Available therapeutic literature can be broadly categorized as those studies of an observational nature and those studies that have a randomized experimental design.[2] The reason that studies are placed into a hierarchy is that those at the top are considered the "best evidence".[5] In the case of therapeutic trials this is the randomized controlled trial (RCT) and meta-analyses of RCTs. RCTs have within them, by the nature of randomization, an ability to help control bias.[6],[7] Bias (of which there are many types) can confound the outcome of a study such that the study may over or underestimate what the true treatment effect is.[8] Randomization is able to achieve this by not only controlling for known prognostic variables but also and more importantly controlling for the unknown prognostic variables within a sample population.[7] That is to say, the act of randomization should be able to create an equal distribution of prognostic variables (both known and unknown) within both the control and treatment groups within a study. This bias-controlling measure helps attain a more accurate estimation of the truth.[6] Those studies of a more observational nature have within their designs areas of bias not present in the randomized trial.

Meta-analyses of randomized controlled trials in effect use the data from individual RCTs and statistically pool it.[5],[9] This effectively increases the number of patients that the data was obtained from, thereby increasing the effective sample size. The major drawback to this pooling is that it is dependent on the quality of RCTs that were used.[9] For example, if three RCTs are in favor of a treatment and two are not or if the results show wide variation between the estimates of treatment effect with large confidence intervals (i.e. the precision of the point estimate of the treatment effect is poor) between different RCTs then there is some variable (or variables) causing inconsistent results between studies (one variable may in fact be differences in study quality among others) and the quality of usable results from statistical pooling will be poor. However, if five methodologically well done RCTs are used, all of which favor a treatment and have precise measures of treatment effect (i.e., narrow confidence intervals) then the data obtained from statistical pooling is much more believable. The former studies can be termed heterogeneous and the latter homogeneous.[9]
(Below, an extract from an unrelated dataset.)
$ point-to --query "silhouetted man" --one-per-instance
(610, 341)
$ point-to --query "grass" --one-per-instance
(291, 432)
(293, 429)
In contrast to this, the lowest level on the hierarchy (aside from expert opinion) is the case report and case series.[3] These are usually retrospective in nature and have no comparison group. They are able to provide outcomes for only one subgroup of the population (those with the intervention). There is the potential for the introduction of bias especially if there is incomplete data collection or follow-up which may happen with retrospective study designs. Also, these studies are usually based on a single surgeon's or center's experience which may raise doubts as to the generalizability of the results. Even with these drawbacks, this study design may be useful in many ways. They can be used effectively for hypothesis generation as well as potentially providing information on rare disease entities or complications that may be associated with certain procedures or implants. For example, reporting of infection rates following a large series of tibial fractures treated with a reamed intramedullary nail[10] or the rate of hardware failure of a particular implant to name a few.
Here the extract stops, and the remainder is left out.